What I do know is how I’m not the only special operation’s warrior to experience mental health problems after war. There are others. From all generations, there are millions. Literally, since 9/11, over 700,000 soldiers, sailors, airman and Marines have sought help for combat mental illness from the VA. It’s just a fact that I was part of the first to enter Afghanistan, meant, three years later; I was one of the first forced to seek mental health treatment. When I entered the health care system for these problems, repeatedly I was told to stop my behavior because I was being inappropriate. Here I was a warrior with a proven reputation, now being treated like I was insane.

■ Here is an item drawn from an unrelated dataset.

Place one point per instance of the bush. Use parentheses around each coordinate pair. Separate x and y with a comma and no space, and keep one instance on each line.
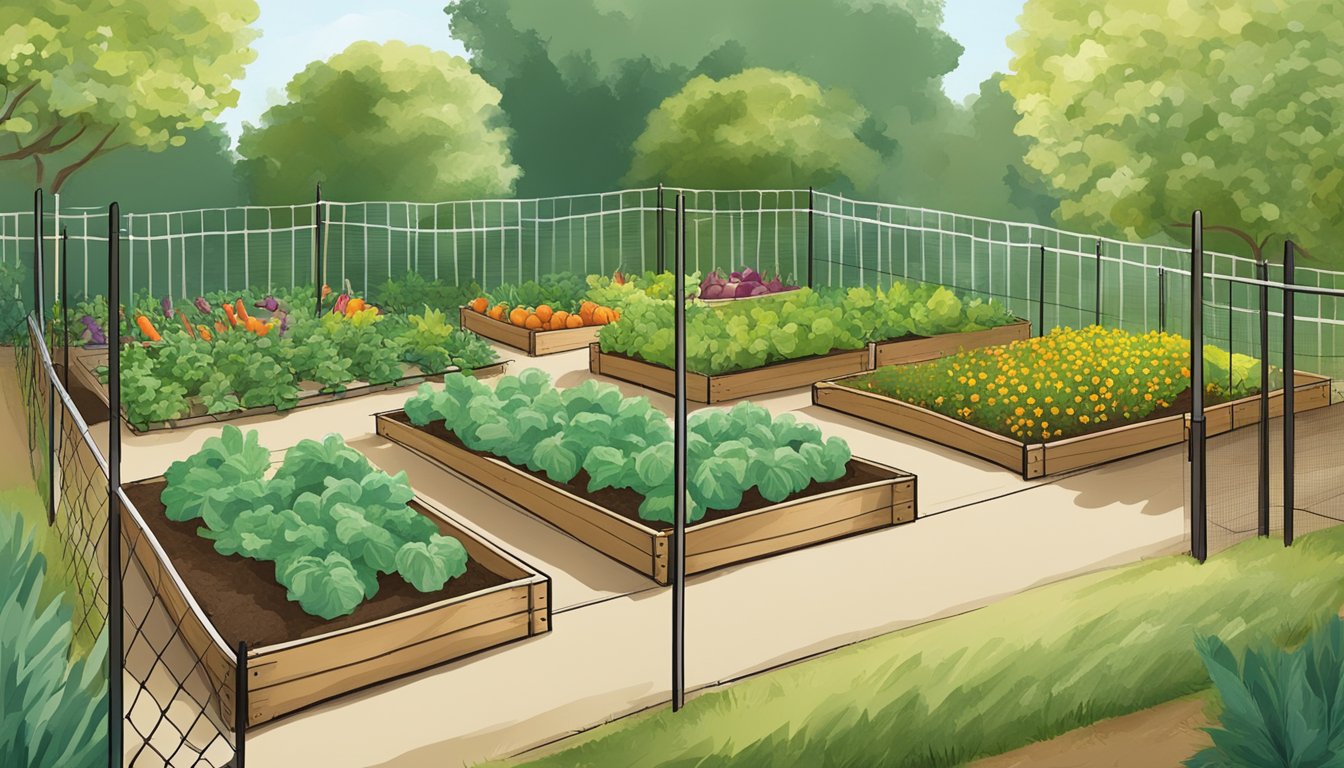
(53,709)
(1280,708)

People and professionals simply didn’t understand me because it had been thirty years (Vietnam) since doctors and nurses experienced or witnessed PTSD in action. The generations of professionals experienced had left or retired leaving another generation completely stunned. Since 2004, nearly a million people have reported the same problems. If that is not an epidemic, I’m not certain what you would call it. Combat mental illness is a fact of warfare. The very reason we should not go to war. Reality is human nature will not allow this…not going to war. It’s sad but a fact.

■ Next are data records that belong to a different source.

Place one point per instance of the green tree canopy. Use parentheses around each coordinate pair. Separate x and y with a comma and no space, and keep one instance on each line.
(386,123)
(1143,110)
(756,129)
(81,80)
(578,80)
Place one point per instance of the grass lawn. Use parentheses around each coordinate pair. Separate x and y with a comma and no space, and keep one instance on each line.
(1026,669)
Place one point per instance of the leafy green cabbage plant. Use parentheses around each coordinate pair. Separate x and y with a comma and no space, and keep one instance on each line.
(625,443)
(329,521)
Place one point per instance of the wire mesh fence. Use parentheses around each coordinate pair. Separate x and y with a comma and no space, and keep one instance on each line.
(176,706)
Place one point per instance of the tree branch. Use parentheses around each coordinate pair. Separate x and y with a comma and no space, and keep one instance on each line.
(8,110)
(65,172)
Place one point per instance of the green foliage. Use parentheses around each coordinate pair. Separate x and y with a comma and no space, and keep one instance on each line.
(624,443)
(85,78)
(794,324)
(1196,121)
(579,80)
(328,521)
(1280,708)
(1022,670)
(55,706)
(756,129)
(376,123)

In conclusion, what I hope happens from this experience is our society learns and stops getting caught up in the stigma associated with mental illness. I understand the fear. It’s the strange behavior that pisses people off, as if what they are experiencing is contagious. In some cases, mental illness truly resembles a disease, others an injury. Mental illness can now be treated and managed with medication and therapy resembling physical therapy. For now, we as a society have come a long way where professionals are solving so many of these problems.  Medicine is proving to conquer what once considered unacceptable to the point, authorities jailed even put to death those suffering with traumatic mental illness.  We understand mental health better today, to the point, we can overcome stigmas where those impacted become productive members of society versus a burden.

Give me some more time to collect thoughts and memories. I didn’t get too graphic in this post. However, I think I proved a point. What I’ve witnessed with mental health makes me sick. Meaning, to this day I cannot believe I experienced problems to the level we did. Not once in my life before that had I experienced that level of struggle.